If you already have cards to sell
Greninja ex SIR (#214) at $348 and Perrin SIR (#220) at $159 are the set's highest-value singles. The Eevee IR (#188) at $83 and Chansey IR (#187) at $56 have held value unusually well compared to typical IRs — these may continue to be durable given their collector appeal beyond the competitive meta. If you pulled top cards and are considering selling, prices for older SV-era SIRs tend to be relatively stable at this stage, but always check current market conditions before committing.
Frequently Asked Questions
Is it worth opening Twilight Masquerade packs?
At Singapore retail (~SGD $6.50/pack), yes — EV is ~$7.28 SGD per pack (1.12× return). At market prices ($7.62/pack USD, $48.25 bundle, $339.99 box), no — all formats are negative EV. The box at market is especially poor at 0.60× return and 94.2% loss rate. Retail is the only price point that works mathematically.
What is the most expensive Twilight Masquerade card?
Greninja ex SIR (#214) at approximately USD $347.83 (~SGD $445). Perrin SIR (#220) at USD $159.25 (~SGD $204) is second. Eevee IR (#188) at USD $83.04 is the most valuable IR — unusual for a card at that rarity tier.
How many SIRs are in Twilight Masquerade?
11 Special Illustration Rares (#210–220) plus 6 Hyper Rare cards (#221–226), for 17 premium rarity cards in total. This is larger than Chaos Rising (7 premium cards) but not as sprawling as some sets. The SIR pool is notable for including both Pokémon ex and trainer cards.
What are the ACE SPEC cards in Twilight Masquerade?
Five ACE SPEC rares: Scoop Up Cyclone (#162, $1.45), Secret Box (#163, $8.25), Survival Brace (#164, $0.64), Unfair Stamp (#165, $12.01), and Legacy Energy (#167, $2.35). ACE SPEC cards appear roughly once in every 20 packs. Unfair Stamp and Secret Box are the most sought after for competitive decks.
How does Twilight Masquerade compare to other SV sets for pack opening?
Twilight Masquerade has a lower EV per pack ($5.69) than Chaos Rising ($7.05) or Ascended Heroes ($11.10), but market prices are significantly higher — making it among the least value-efficient sets to open at market. At retail, all SV-era sets are reasonably comparable. The Eevee and Chansey IRs are highlights unique to this set — no other SV-era set has IRs at this price point.
Is the Twilight Masquerade box a good investment?
At market price (~$340 USD), the box is 1.66× the break-even value ($205 USD). For investment purposes, you would need sealed prices to appreciate from their already elevated level. This is a difficult bet on a set that is over a year old with a large print run. Retail sealed would have been the entry point — that opportunity has passed for most buyers.
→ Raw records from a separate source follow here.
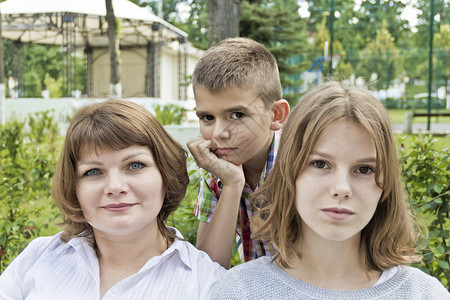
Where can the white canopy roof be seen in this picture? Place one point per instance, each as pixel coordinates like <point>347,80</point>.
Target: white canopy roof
<point>41,21</point>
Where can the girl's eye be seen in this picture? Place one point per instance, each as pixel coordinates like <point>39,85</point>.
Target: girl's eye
<point>320,164</point>
<point>237,115</point>
<point>136,166</point>
<point>92,172</point>
<point>365,170</point>
<point>207,118</point>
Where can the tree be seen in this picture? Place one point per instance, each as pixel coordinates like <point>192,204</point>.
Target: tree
<point>113,36</point>
<point>321,36</point>
<point>374,12</point>
<point>223,16</point>
<point>278,26</point>
<point>381,57</point>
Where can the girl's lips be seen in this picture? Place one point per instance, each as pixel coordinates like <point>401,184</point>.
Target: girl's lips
<point>337,214</point>
<point>117,207</point>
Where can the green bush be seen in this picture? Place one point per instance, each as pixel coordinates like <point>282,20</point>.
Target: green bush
<point>426,172</point>
<point>26,169</point>
<point>169,114</point>
<point>183,218</point>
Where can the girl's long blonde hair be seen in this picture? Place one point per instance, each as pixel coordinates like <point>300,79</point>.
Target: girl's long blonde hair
<point>389,238</point>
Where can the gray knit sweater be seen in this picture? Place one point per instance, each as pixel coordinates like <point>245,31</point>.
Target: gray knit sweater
<point>263,279</point>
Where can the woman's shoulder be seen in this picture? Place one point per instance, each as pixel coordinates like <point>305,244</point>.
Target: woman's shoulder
<point>245,280</point>
<point>42,244</point>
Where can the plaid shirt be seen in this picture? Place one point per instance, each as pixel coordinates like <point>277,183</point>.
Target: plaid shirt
<point>209,193</point>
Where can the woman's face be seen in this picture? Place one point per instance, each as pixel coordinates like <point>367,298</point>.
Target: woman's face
<point>120,192</point>
<point>336,194</point>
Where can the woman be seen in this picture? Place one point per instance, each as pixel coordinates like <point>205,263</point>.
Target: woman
<point>118,178</point>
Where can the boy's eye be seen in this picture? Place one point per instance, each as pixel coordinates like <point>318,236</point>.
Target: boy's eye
<point>365,170</point>
<point>320,164</point>
<point>207,118</point>
<point>237,115</point>
<point>92,172</point>
<point>135,166</point>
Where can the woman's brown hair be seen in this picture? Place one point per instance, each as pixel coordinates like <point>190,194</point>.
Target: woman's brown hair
<point>388,240</point>
<point>115,125</point>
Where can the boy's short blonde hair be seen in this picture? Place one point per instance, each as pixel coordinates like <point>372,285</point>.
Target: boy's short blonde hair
<point>388,239</point>
<point>115,125</point>
<point>241,63</point>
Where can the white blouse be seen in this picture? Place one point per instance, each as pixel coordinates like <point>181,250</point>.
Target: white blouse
<point>51,269</point>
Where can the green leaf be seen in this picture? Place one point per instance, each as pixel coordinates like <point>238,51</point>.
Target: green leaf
<point>443,264</point>
<point>437,188</point>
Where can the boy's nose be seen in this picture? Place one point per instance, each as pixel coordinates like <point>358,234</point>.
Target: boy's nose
<point>341,186</point>
<point>116,184</point>
<point>221,131</point>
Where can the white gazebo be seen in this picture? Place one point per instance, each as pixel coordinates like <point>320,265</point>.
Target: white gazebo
<point>152,50</point>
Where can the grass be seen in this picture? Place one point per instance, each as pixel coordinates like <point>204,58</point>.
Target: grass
<point>47,216</point>
<point>398,116</point>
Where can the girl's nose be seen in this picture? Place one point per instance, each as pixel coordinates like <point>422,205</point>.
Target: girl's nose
<point>341,187</point>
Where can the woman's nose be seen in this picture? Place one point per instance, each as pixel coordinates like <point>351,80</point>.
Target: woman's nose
<point>116,184</point>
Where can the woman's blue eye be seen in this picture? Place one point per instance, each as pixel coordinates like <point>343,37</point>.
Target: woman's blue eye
<point>93,172</point>
<point>320,164</point>
<point>136,166</point>
<point>237,115</point>
<point>207,118</point>
<point>365,170</point>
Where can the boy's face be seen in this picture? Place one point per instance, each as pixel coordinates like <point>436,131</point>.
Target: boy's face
<point>237,123</point>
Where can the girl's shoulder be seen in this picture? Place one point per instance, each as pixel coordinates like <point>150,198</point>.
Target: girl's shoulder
<point>424,283</point>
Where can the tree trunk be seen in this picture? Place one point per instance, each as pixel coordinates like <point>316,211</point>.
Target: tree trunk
<point>2,79</point>
<point>115,85</point>
<point>223,16</point>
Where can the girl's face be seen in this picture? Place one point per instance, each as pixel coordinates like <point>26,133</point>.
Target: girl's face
<point>336,193</point>
<point>120,192</point>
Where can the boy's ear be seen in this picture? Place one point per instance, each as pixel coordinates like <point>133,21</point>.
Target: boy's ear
<point>280,111</point>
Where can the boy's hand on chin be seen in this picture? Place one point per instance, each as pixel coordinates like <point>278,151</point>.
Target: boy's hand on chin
<point>201,149</point>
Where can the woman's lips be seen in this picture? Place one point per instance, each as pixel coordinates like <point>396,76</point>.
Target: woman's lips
<point>117,207</point>
<point>223,151</point>
<point>337,214</point>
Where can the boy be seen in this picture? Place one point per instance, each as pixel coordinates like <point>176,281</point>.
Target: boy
<point>238,101</point>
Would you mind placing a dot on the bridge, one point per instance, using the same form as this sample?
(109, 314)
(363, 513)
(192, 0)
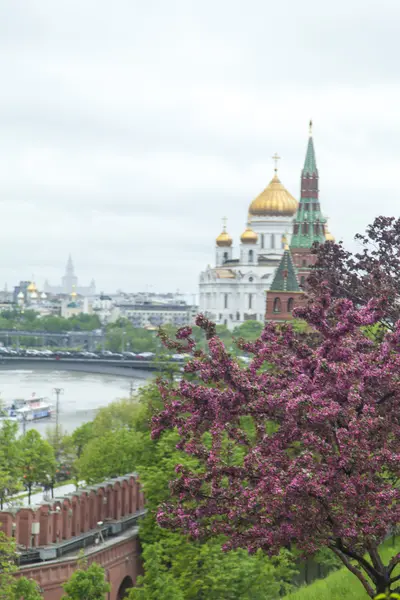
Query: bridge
(126, 368)
(64, 339)
(101, 520)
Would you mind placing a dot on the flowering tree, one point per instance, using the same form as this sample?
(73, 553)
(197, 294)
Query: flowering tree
(300, 447)
(370, 273)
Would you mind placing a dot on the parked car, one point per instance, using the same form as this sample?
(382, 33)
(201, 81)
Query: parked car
(146, 355)
(129, 355)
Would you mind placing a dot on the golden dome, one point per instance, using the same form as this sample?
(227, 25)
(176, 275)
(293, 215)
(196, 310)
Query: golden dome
(275, 200)
(249, 236)
(224, 239)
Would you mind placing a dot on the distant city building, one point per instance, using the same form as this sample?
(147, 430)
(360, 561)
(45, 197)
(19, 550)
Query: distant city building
(151, 314)
(285, 293)
(27, 296)
(103, 306)
(234, 290)
(74, 305)
(69, 283)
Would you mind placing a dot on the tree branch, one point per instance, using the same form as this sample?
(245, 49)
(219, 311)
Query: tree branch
(355, 570)
(368, 568)
(393, 563)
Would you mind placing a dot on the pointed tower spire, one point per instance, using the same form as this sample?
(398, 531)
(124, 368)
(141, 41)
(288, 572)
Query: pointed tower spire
(310, 163)
(309, 223)
(285, 279)
(70, 265)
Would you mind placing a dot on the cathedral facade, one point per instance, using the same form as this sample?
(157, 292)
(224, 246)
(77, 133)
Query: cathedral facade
(235, 289)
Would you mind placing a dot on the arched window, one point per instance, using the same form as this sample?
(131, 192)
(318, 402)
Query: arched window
(277, 305)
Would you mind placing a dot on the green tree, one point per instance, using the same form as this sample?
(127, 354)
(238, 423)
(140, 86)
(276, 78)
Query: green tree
(10, 587)
(9, 459)
(157, 583)
(112, 454)
(37, 460)
(86, 583)
(81, 437)
(26, 589)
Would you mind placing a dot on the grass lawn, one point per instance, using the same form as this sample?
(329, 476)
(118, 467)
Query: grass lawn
(341, 585)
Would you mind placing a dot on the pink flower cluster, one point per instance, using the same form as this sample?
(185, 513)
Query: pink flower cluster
(301, 446)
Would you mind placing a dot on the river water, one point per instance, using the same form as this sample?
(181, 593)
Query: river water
(83, 393)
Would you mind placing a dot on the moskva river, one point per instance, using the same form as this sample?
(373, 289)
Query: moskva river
(83, 393)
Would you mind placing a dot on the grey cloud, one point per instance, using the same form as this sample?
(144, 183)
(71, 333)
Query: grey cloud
(128, 129)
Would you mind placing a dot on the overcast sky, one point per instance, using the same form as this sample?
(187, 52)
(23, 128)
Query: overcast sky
(128, 128)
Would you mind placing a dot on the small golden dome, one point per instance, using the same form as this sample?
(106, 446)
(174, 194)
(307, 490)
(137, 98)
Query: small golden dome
(275, 200)
(249, 236)
(328, 236)
(224, 239)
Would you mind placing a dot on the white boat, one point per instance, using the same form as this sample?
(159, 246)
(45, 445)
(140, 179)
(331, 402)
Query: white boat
(29, 410)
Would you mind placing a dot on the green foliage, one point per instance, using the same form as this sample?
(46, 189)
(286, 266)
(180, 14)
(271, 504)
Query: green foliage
(176, 568)
(37, 460)
(25, 589)
(203, 571)
(10, 587)
(110, 455)
(86, 583)
(81, 436)
(9, 461)
(157, 583)
(340, 585)
(249, 330)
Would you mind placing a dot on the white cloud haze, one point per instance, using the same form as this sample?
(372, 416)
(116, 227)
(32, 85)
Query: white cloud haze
(128, 128)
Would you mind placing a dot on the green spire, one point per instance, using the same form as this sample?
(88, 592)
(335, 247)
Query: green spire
(285, 279)
(309, 222)
(310, 164)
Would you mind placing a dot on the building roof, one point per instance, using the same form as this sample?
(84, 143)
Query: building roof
(225, 274)
(285, 279)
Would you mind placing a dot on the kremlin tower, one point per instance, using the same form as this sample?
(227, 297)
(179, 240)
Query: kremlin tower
(309, 224)
(273, 256)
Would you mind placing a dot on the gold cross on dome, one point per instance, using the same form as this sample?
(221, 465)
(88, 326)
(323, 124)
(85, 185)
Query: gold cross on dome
(275, 158)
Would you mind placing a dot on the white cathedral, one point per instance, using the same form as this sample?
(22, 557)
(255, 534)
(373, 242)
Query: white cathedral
(234, 291)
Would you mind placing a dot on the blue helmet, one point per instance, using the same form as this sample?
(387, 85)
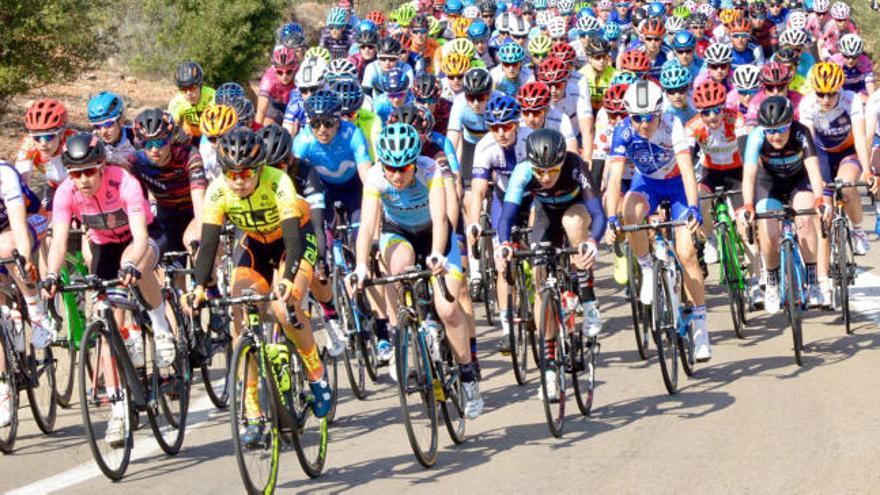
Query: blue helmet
(502, 109)
(511, 52)
(478, 30)
(323, 103)
(105, 106)
(684, 40)
(350, 93)
(674, 76)
(398, 145)
(395, 81)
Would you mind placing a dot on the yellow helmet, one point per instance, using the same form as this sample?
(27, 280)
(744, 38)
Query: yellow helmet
(827, 77)
(216, 120)
(455, 64)
(459, 27)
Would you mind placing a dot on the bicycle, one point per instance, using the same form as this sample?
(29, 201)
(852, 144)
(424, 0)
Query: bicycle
(361, 359)
(427, 376)
(793, 273)
(282, 392)
(104, 361)
(732, 256)
(671, 315)
(573, 353)
(843, 263)
(26, 367)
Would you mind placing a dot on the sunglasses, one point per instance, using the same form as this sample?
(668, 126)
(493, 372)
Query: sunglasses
(708, 112)
(86, 172)
(246, 174)
(777, 130)
(399, 170)
(644, 119)
(325, 122)
(155, 144)
(546, 172)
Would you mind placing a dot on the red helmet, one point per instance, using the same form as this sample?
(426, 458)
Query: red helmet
(710, 94)
(636, 61)
(613, 99)
(563, 51)
(552, 70)
(775, 74)
(533, 96)
(45, 115)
Disclaimer: All card prices are from PriceCharting market data (USD) as of May 2026 and are indicative of current secondary market rates — they will change. SGD equivalents use an approximate 1.28 exchange rate (May 2026). Pull rates are community estimates from aggregate mass-opening data (8,000+ packs); The Pokemon Company does not publish official pull rates. Monte Carlo results use 100,000 simulated openings, seed 42. This is not financial advice. Verify current prices on tcgTalk or Carousell before making any buying or selling decisions.